- Conservation status: Critically Endangered (IUCN 3.1)

Scientific classification
- Kingdom: Plantae
- Clade: Tracheophytes
- Clade: Angiosperms
- Clade: Eudicots
- Clade: Rosids
- Order: Myrtales
- Family: Myrtaceae
- Genus: Eucalyptus
- Species: E. filiformis
- Binomial name: Eucalyptus filiformis Rule

= Eucalyptus filiformis =

- Genus: Eucalyptus
- Species: filiformis
- Authority: Rule
- Conservation status: CR

Species of eucalyptus

Eucalyptus filiformis is a species of mallee that is endemic to a small area on the side of a mountain in Victoria, Australia. It has rough fibrous or flaky bark on the trunk, smooth bark above, narrow lance-shaped to narrow elliptical adult leaves, flower buds usually in groups of seven, white flowers and barrel-shaped fruit.

==Description==
Eucalyptus filiformis is a mallee that typically grows to a height of 6 m.
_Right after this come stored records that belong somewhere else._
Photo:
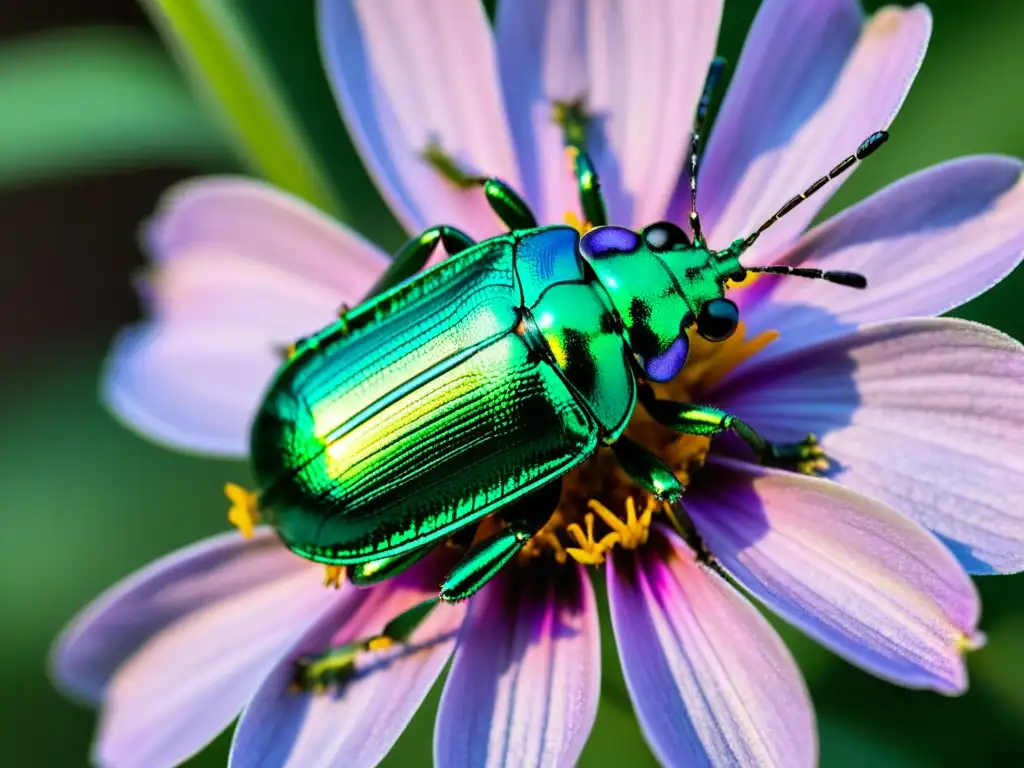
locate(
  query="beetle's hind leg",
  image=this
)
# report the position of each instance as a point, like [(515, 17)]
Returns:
[(524, 518), (805, 457), (412, 256)]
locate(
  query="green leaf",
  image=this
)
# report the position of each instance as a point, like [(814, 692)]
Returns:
[(91, 98), (286, 34), (213, 43)]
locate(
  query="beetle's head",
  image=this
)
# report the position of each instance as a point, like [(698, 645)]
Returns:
[(665, 286)]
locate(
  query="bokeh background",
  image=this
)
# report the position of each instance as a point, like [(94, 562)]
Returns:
[(95, 121)]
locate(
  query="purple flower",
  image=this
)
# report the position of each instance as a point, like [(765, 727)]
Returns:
[(921, 417)]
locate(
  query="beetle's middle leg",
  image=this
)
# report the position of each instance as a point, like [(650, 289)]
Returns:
[(507, 204), (524, 518), (412, 256), (805, 457)]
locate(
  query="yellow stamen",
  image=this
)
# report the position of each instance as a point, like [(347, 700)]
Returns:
[(710, 361), (601, 507), (334, 576), (244, 513), (747, 282)]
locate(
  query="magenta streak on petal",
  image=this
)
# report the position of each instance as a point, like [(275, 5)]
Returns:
[(408, 74), (861, 579), (543, 60), (925, 415), (926, 244), (187, 681), (525, 681), (358, 724), (711, 682)]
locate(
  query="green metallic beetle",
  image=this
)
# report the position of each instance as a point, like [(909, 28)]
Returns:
[(470, 389)]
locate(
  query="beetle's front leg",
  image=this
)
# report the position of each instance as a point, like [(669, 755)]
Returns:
[(805, 457)]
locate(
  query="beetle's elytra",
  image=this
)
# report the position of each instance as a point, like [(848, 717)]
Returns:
[(471, 388)]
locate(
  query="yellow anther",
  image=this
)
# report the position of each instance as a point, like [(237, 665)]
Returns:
[(334, 576), (968, 643), (244, 513), (589, 552), (578, 223)]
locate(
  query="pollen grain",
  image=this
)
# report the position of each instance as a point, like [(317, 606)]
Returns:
[(244, 513)]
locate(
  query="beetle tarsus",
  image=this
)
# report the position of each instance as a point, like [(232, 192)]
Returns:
[(524, 518), (806, 457)]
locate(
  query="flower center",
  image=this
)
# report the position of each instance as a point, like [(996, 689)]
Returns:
[(601, 507)]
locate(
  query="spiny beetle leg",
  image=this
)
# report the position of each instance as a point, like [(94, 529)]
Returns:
[(415, 253), (507, 205), (483, 560), (805, 457), (647, 470), (591, 200), (381, 569)]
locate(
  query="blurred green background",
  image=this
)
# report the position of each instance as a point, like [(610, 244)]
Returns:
[(95, 120)]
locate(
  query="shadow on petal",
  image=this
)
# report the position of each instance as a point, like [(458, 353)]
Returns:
[(525, 682)]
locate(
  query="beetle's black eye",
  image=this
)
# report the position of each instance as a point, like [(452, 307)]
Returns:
[(665, 236), (718, 320)]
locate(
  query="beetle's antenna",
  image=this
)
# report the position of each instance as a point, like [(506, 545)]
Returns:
[(711, 83), (852, 280), (869, 144)]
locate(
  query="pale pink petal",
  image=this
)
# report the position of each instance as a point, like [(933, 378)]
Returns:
[(865, 97), (357, 724), (926, 244), (241, 272), (407, 75), (794, 54), (186, 682), (526, 679), (924, 415), (638, 69), (862, 580), (711, 682), (169, 590)]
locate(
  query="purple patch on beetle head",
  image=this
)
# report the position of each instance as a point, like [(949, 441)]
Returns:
[(665, 367), (608, 241)]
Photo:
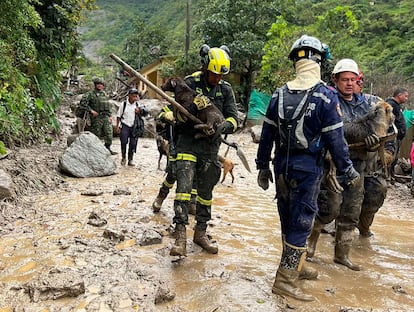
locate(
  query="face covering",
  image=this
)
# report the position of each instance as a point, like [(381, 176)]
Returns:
[(308, 74)]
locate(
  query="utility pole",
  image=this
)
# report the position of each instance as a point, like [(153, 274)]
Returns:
[(187, 31)]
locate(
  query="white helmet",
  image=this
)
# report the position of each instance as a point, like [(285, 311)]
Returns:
[(346, 65)]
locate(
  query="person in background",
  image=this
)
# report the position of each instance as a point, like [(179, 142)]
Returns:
[(412, 169), (357, 204), (96, 103), (130, 125), (199, 156), (302, 121), (400, 96), (358, 89)]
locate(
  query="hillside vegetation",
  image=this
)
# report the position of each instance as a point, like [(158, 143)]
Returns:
[(42, 39), (381, 38)]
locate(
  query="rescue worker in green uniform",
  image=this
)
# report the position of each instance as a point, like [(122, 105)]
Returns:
[(199, 156), (165, 128), (96, 103)]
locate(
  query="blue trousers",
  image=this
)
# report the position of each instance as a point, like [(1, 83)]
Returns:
[(297, 193)]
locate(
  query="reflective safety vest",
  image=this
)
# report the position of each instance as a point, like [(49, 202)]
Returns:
[(292, 106)]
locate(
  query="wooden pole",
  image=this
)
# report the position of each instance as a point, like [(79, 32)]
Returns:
[(133, 72)]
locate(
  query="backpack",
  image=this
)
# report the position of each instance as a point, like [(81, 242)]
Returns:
[(291, 111)]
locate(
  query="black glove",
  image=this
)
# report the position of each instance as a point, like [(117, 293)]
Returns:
[(263, 178), (350, 178), (228, 128), (372, 141)]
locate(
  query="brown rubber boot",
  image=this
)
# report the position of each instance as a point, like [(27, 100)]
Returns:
[(201, 239), (308, 273), (162, 194), (365, 221), (341, 256), (180, 245)]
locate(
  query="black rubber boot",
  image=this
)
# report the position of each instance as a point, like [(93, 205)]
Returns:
[(162, 194), (313, 238), (343, 242), (201, 239), (180, 245), (365, 221), (287, 274)]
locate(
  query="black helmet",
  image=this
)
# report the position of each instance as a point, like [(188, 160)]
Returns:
[(307, 47)]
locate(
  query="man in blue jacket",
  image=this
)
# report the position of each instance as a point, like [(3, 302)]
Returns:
[(303, 120)]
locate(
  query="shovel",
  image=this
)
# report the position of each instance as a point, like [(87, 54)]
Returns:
[(193, 118)]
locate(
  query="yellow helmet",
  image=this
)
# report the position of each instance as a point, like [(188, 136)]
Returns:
[(218, 61)]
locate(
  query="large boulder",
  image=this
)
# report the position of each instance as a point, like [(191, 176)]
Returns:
[(6, 185), (87, 157)]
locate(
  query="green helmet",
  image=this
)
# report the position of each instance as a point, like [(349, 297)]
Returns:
[(98, 80)]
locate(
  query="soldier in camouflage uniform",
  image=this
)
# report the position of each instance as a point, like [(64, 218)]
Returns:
[(96, 103)]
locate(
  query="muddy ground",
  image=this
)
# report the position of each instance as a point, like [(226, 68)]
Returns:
[(62, 249)]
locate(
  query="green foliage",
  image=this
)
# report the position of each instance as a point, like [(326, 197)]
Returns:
[(37, 39), (274, 71), (145, 44), (242, 26), (3, 149)]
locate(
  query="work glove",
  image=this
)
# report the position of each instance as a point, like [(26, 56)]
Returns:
[(263, 178), (201, 102), (228, 128), (372, 141), (168, 116), (350, 177)]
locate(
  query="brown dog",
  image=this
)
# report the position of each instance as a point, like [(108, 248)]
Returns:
[(378, 120), (227, 166)]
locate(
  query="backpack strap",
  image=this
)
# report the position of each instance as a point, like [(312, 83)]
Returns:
[(123, 110)]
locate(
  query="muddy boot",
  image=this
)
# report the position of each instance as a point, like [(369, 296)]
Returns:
[(162, 194), (193, 205), (313, 238), (201, 239), (342, 246), (308, 273), (180, 245), (288, 274), (365, 221), (123, 161)]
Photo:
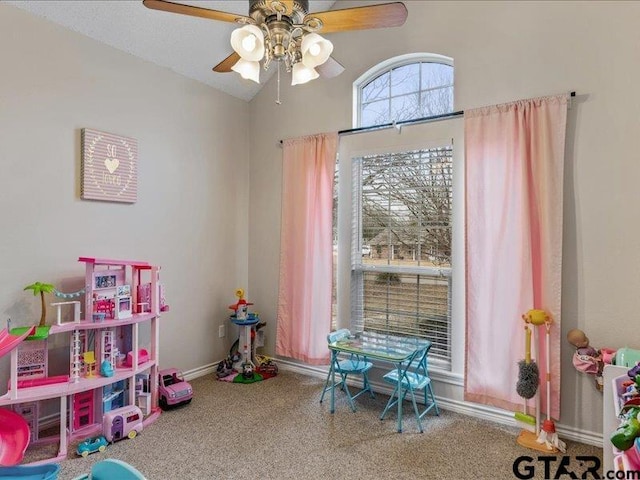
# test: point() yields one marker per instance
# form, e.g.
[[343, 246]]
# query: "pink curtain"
[[514, 156], [306, 264]]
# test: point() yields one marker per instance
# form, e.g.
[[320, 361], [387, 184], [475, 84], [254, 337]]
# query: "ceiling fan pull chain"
[[278, 102]]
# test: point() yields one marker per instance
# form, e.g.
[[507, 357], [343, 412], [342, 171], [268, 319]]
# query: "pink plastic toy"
[[14, 437], [143, 356], [122, 422]]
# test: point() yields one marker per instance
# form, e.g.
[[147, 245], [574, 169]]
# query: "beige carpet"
[[277, 429]]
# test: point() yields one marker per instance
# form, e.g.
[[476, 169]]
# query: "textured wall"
[[191, 213]]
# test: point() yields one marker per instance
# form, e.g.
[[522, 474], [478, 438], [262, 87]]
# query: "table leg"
[[332, 374], [399, 397]]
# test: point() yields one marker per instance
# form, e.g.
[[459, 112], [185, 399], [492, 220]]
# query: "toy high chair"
[[89, 360]]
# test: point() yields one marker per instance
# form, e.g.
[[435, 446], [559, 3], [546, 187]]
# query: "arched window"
[[402, 88]]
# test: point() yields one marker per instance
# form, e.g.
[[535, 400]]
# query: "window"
[[399, 251], [404, 88], [402, 206]]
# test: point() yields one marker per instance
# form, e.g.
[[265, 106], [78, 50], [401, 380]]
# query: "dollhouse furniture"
[[89, 360], [83, 400]]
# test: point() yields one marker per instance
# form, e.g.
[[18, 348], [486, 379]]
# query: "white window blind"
[[401, 245]]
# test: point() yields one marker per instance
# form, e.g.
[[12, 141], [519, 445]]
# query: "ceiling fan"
[[285, 31]]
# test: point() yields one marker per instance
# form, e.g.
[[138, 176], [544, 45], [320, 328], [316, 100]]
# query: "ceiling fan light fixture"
[[300, 74], [248, 42], [247, 69], [315, 50]]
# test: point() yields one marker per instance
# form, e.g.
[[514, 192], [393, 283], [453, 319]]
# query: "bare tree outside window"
[[402, 210], [407, 92]]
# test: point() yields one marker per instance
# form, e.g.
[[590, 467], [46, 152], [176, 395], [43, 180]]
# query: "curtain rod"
[[398, 125]]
It has rough, fibrous to flaky, light grey bark on the trunk, smooth bark above. The leaves on young plants are more or less sessile, narrow linear, bluish, a slightly lighter shade on one side, up to 100 mm long and 4 mm wide. Adult leaves are petiolate, narrow lance-shaped to narrow elliptical, 50-80 mm long and 7-11 mm wide. The flower buds are arranged in leaf axils in groups of seven, sometimes up to eleven, on a peduncle up to 8 mm long. Mature buds are oval to spindle-shaped, up to 8 mm long and 4 mm wide with a conical operculum. Flowering occurs in late autumn and the flowers are white. The fruit is a woody, cylindrical to barrel-shaped capsule up to 9 mm long and 5 mm wide with the valves below rim level.

==Taxonomy and naming==
Eucalyptus filiformis was first formally described in 2004 by Kevin Rule in the journal Muelleria from a specimen Rule collected on the southern slope of Mt. Jeffcott near Charlton. The specific epithet (filiformis) is derived from Latin filum meaning "thread" and forma meaning "shape", referring to the narrow juvenile leaves of this species.

==Distribution and habitat==
This mallee grows in shallow red soils and is only known from private property on the southern side of Mt Jeffcott.